The stock market can benefit tremendously, so more intelligent companies are finding smart ways to manage their finances accordingly. When interest rates are increased, there are a lot of benefits that come along with it. In this case, the spread between profits and operating costs goes up. This helps banks stay more profitable, and have more money to invest.
Berkshire has many banks and related companies as investments. Many of them have a lot of exposure to interest rates, for better or worse. When interest rates are high, banks emphasize the difference between what they pay their customers and what they can deploy onto assets.
Risks to the Thesis
The concentration of the equity portfolio in Apple stock is a real concern for investors that highly value diversification. As mentioned before, Apple is the most popular business in Warren Buffett’s portfolio. Although there are detractors of this strategy, it’s still justified because Apple is a great company.
In addition, a large part of Berkshire’s business is insurance, so it is also constantly exposed to underwriting risk like other insurance companies.
It’s difficult to accurately measure such risks, and overall it can be beneficial to have them in your policy portfolio as a hedging strategy. This is why insurance companies have to set their premiums correctly to make up for any losses that might occur.
Succession Fears
You never know who will be the successor to Buffett if he leaves. It could be a risk for Berkshire Hathaway investors. The investment strategy of Buffett is one of the main reasons people get into Berkshire.

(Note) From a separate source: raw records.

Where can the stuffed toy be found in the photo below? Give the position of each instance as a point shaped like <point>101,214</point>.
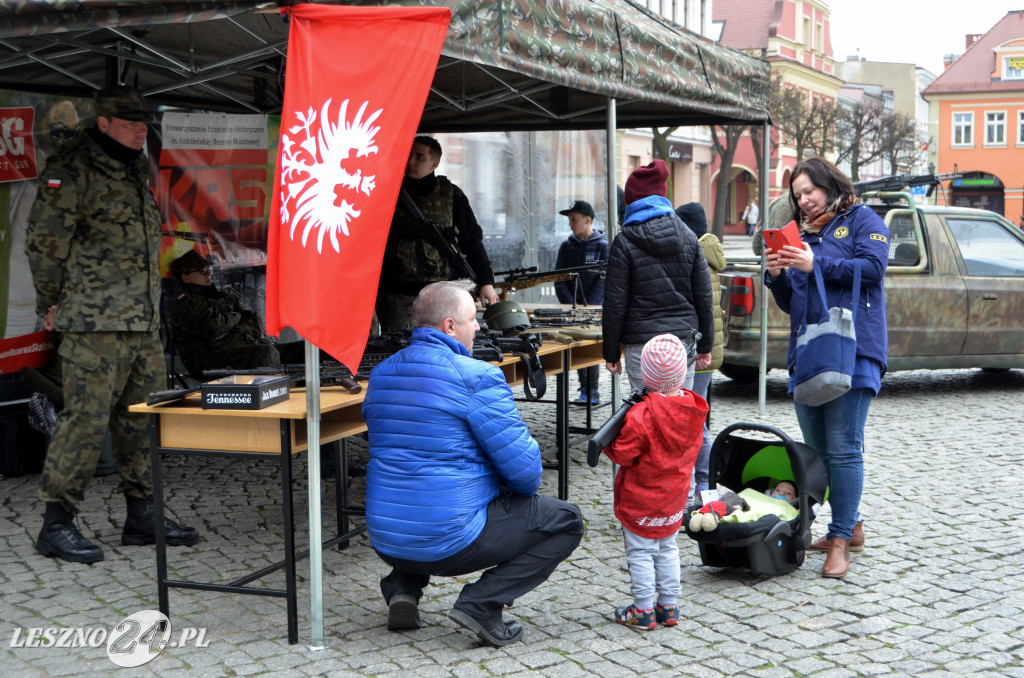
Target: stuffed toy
<point>708,517</point>
<point>748,506</point>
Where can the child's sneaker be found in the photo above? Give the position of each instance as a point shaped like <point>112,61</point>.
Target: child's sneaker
<point>637,619</point>
<point>667,615</point>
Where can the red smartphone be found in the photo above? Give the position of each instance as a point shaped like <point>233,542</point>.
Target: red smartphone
<point>776,239</point>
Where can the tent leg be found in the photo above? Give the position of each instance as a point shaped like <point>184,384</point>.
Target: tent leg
<point>315,528</point>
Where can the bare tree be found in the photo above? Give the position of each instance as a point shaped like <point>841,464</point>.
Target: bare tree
<point>726,140</point>
<point>662,145</point>
<point>806,125</point>
<point>858,131</point>
<point>898,141</point>
<point>783,101</point>
<point>823,118</point>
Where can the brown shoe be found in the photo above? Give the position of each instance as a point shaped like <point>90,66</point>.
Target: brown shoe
<point>838,560</point>
<point>856,542</point>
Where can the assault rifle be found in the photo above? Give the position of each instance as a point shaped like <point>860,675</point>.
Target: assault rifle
<point>444,239</point>
<point>900,181</point>
<point>521,279</point>
<point>330,375</point>
<point>610,428</point>
<point>185,235</point>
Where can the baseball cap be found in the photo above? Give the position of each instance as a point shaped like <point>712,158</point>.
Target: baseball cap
<point>581,206</point>
<point>122,101</point>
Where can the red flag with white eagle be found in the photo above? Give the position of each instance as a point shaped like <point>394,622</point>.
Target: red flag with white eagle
<point>355,83</point>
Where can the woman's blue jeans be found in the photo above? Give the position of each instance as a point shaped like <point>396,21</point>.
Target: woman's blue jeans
<point>836,431</point>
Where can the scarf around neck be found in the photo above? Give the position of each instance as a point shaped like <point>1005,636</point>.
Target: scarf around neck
<point>821,220</point>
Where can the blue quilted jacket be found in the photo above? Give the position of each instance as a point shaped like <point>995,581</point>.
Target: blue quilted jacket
<point>444,437</point>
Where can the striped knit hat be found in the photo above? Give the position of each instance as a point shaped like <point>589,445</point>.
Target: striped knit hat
<point>663,363</point>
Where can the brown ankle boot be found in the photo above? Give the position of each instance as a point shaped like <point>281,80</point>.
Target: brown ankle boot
<point>838,560</point>
<point>856,542</point>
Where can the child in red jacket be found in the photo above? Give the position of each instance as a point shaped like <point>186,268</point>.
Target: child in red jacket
<point>655,452</point>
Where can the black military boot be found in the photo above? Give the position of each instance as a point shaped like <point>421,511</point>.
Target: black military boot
<point>59,537</point>
<point>140,526</point>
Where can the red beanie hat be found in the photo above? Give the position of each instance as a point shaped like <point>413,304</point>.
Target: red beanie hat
<point>651,179</point>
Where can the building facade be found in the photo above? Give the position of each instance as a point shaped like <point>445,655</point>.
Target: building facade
<point>794,37</point>
<point>978,102</point>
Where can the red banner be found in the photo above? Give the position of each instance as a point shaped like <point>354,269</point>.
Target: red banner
<point>29,350</point>
<point>17,151</point>
<point>354,87</point>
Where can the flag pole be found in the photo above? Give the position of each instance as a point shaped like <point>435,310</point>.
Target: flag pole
<point>315,528</point>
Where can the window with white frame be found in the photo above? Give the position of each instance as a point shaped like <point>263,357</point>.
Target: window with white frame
<point>995,128</point>
<point>1013,68</point>
<point>963,129</point>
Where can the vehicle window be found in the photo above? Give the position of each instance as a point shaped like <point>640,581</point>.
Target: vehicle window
<point>988,248</point>
<point>902,240</point>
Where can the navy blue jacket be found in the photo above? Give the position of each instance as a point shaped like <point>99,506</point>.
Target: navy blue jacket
<point>855,234</point>
<point>444,437</point>
<point>576,252</point>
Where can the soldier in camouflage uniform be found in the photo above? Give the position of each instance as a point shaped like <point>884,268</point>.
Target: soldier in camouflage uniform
<point>93,246</point>
<point>211,328</point>
<point>411,259</point>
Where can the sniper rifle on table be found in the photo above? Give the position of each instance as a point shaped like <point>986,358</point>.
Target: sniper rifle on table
<point>330,375</point>
<point>493,345</point>
<point>521,279</point>
<point>610,428</point>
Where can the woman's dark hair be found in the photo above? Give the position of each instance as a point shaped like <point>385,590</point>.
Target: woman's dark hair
<point>824,175</point>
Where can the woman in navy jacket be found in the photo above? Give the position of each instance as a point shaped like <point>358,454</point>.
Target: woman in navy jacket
<point>836,231</point>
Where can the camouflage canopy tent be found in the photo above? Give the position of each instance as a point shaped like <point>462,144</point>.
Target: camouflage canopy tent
<point>506,65</point>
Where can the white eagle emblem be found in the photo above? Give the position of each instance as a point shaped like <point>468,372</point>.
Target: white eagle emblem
<point>320,191</point>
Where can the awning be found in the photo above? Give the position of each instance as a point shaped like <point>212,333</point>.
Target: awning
<point>506,65</point>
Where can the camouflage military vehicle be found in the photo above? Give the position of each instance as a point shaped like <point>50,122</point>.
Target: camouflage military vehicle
<point>954,293</point>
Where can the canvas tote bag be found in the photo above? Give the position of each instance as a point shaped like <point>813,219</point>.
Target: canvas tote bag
<point>826,350</point>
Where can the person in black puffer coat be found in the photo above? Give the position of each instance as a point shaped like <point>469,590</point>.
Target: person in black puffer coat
<point>656,280</point>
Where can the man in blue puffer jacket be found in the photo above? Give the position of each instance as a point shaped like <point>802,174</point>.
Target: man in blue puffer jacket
<point>454,473</point>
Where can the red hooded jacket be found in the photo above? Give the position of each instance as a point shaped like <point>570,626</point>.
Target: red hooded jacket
<point>655,451</point>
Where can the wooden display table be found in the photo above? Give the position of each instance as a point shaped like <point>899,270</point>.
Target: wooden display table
<point>280,431</point>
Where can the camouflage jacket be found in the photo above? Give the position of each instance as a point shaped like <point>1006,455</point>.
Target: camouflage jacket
<point>93,242</point>
<point>411,259</point>
<point>205,320</point>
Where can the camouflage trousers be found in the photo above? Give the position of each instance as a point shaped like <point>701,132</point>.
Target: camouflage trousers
<point>103,374</point>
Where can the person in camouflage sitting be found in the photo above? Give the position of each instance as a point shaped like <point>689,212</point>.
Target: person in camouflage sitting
<point>211,328</point>
<point>93,247</point>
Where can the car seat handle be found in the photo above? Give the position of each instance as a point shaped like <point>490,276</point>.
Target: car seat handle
<point>751,426</point>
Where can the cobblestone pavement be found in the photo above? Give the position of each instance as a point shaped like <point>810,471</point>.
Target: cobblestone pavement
<point>938,591</point>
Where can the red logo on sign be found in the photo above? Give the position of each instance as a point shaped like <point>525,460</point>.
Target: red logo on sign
<point>17,151</point>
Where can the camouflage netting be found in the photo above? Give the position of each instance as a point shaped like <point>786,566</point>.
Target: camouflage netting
<point>508,65</point>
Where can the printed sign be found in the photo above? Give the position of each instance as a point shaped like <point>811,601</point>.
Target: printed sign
<point>17,151</point>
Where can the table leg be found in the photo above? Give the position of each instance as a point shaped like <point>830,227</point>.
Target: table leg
<point>562,426</point>
<point>289,530</point>
<point>341,489</point>
<point>158,504</point>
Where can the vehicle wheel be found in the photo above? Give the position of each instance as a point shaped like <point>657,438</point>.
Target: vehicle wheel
<point>739,373</point>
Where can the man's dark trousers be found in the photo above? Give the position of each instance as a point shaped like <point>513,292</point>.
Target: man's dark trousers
<point>522,542</point>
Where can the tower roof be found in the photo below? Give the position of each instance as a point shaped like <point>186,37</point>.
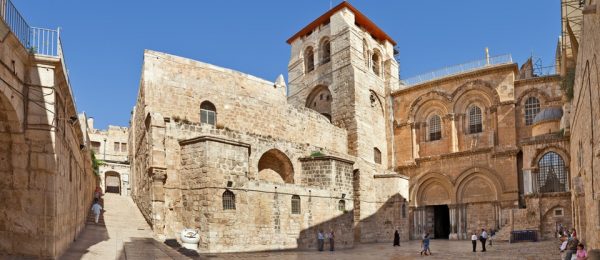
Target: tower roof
<point>360,19</point>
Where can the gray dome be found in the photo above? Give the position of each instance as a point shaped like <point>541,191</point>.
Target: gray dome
<point>548,114</point>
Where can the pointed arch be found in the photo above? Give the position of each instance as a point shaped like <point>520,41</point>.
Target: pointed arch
<point>275,166</point>
<point>320,100</point>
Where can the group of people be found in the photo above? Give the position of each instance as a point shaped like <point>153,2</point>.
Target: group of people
<point>321,237</point>
<point>570,245</point>
<point>483,237</point>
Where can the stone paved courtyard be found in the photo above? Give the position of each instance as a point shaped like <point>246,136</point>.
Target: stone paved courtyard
<point>443,249</point>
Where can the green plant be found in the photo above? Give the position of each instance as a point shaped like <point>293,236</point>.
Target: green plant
<point>316,154</point>
<point>567,83</point>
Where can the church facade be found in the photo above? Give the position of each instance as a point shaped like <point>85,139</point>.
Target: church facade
<point>346,146</point>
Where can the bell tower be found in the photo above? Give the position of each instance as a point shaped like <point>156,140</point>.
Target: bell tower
<point>342,66</point>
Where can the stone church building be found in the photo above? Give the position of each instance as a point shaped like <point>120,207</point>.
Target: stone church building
<point>346,146</point>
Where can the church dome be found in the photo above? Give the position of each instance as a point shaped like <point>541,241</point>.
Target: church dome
<point>548,114</point>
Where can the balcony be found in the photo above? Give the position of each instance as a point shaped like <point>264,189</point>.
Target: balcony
<point>39,41</point>
<point>458,69</point>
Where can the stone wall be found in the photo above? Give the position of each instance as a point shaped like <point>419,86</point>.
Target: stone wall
<point>47,178</point>
<point>585,176</point>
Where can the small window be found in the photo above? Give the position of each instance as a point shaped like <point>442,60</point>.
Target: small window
<point>342,205</point>
<point>208,113</point>
<point>228,200</point>
<point>475,121</point>
<point>375,63</point>
<point>558,212</point>
<point>435,128</point>
<point>325,51</point>
<point>532,108</point>
<point>309,60</point>
<point>377,155</point>
<point>96,147</point>
<point>295,204</point>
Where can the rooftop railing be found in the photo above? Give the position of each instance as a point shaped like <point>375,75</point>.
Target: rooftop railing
<point>40,41</point>
<point>458,69</point>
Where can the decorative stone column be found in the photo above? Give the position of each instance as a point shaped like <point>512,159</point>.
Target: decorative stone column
<point>454,132</point>
<point>159,176</point>
<point>413,128</point>
<point>453,223</point>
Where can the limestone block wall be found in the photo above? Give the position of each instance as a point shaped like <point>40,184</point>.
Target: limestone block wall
<point>584,121</point>
<point>243,102</point>
<point>492,89</point>
<point>47,179</point>
<point>262,219</point>
<point>545,89</point>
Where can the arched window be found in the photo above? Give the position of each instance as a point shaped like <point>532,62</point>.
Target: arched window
<point>435,128</point>
<point>342,205</point>
<point>325,51</point>
<point>552,175</point>
<point>375,63</point>
<point>475,125</point>
<point>309,59</point>
<point>532,108</point>
<point>295,204</point>
<point>208,113</point>
<point>228,200</point>
<point>377,155</point>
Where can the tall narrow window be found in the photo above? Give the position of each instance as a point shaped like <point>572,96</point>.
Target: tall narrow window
<point>325,51</point>
<point>375,63</point>
<point>296,204</point>
<point>435,128</point>
<point>342,205</point>
<point>228,200</point>
<point>309,60</point>
<point>552,176</point>
<point>475,122</point>
<point>208,113</point>
<point>532,108</point>
<point>377,155</point>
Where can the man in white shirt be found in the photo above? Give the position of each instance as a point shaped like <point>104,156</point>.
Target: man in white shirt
<point>483,239</point>
<point>96,209</point>
<point>474,241</point>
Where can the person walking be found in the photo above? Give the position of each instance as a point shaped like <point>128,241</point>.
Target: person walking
<point>425,245</point>
<point>96,209</point>
<point>474,241</point>
<point>320,240</point>
<point>581,253</point>
<point>396,238</point>
<point>331,237</point>
<point>571,247</point>
<point>483,238</point>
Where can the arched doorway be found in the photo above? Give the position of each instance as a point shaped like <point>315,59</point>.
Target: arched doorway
<point>275,166</point>
<point>112,182</point>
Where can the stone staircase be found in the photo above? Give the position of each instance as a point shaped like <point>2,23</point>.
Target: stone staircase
<point>90,217</point>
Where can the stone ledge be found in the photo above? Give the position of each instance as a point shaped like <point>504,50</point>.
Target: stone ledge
<point>326,157</point>
<point>205,138</point>
<point>390,175</point>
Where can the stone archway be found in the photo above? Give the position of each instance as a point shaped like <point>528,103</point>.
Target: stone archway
<point>275,166</point>
<point>112,182</point>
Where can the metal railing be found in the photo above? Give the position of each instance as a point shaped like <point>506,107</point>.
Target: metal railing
<point>40,41</point>
<point>458,69</point>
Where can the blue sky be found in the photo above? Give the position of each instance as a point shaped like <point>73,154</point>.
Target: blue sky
<point>104,40</point>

If you hire an “investing” as opposed to a “money management” agent, then your asset value may decrease over time. Therefore, this is the element weighing down the Berkshire Hathaway price target.
However, these succession fears might be overblown. Over the years, Buffett has entrusted his investment managers with tackling multi-billion dollar portfolios. Todd Combs and Ted Weschler have experienced money managers. They now manage $34 billion of investments, including what they manage within pension plans at BRK-owned businesses.
Combs and Weschler made a lot of money over the past decade, while Buffett added capital from their large investments.
Wall Street’s Take
Since Buffett took the reins of Berkshire Hathaway, the company has been viewed as a safe and conservative investment on Wall Street. The company’s price target reflects this reality. BRK.B has a Moderate Buy consensus rating based on one analyst offering a Buy rating.
Berkshire Hathaway’s price target is $364, representing an upside of 9.4% from the current price.
Bottom Line
Buffett focuses on the shares of undervalued companies that still have good potential for growth.
At this point, most investors treat BRK.B stock as a conservative investment, almost like a mutual fund. However, Berkshire Hathaway doesn’t pay dividends.
So, investors are really looking forward to share price appreciation more than anything else. During the last three months, BRK.B has built up solid momentum. Therefore, if you are looking for a low-risk investment, look no further.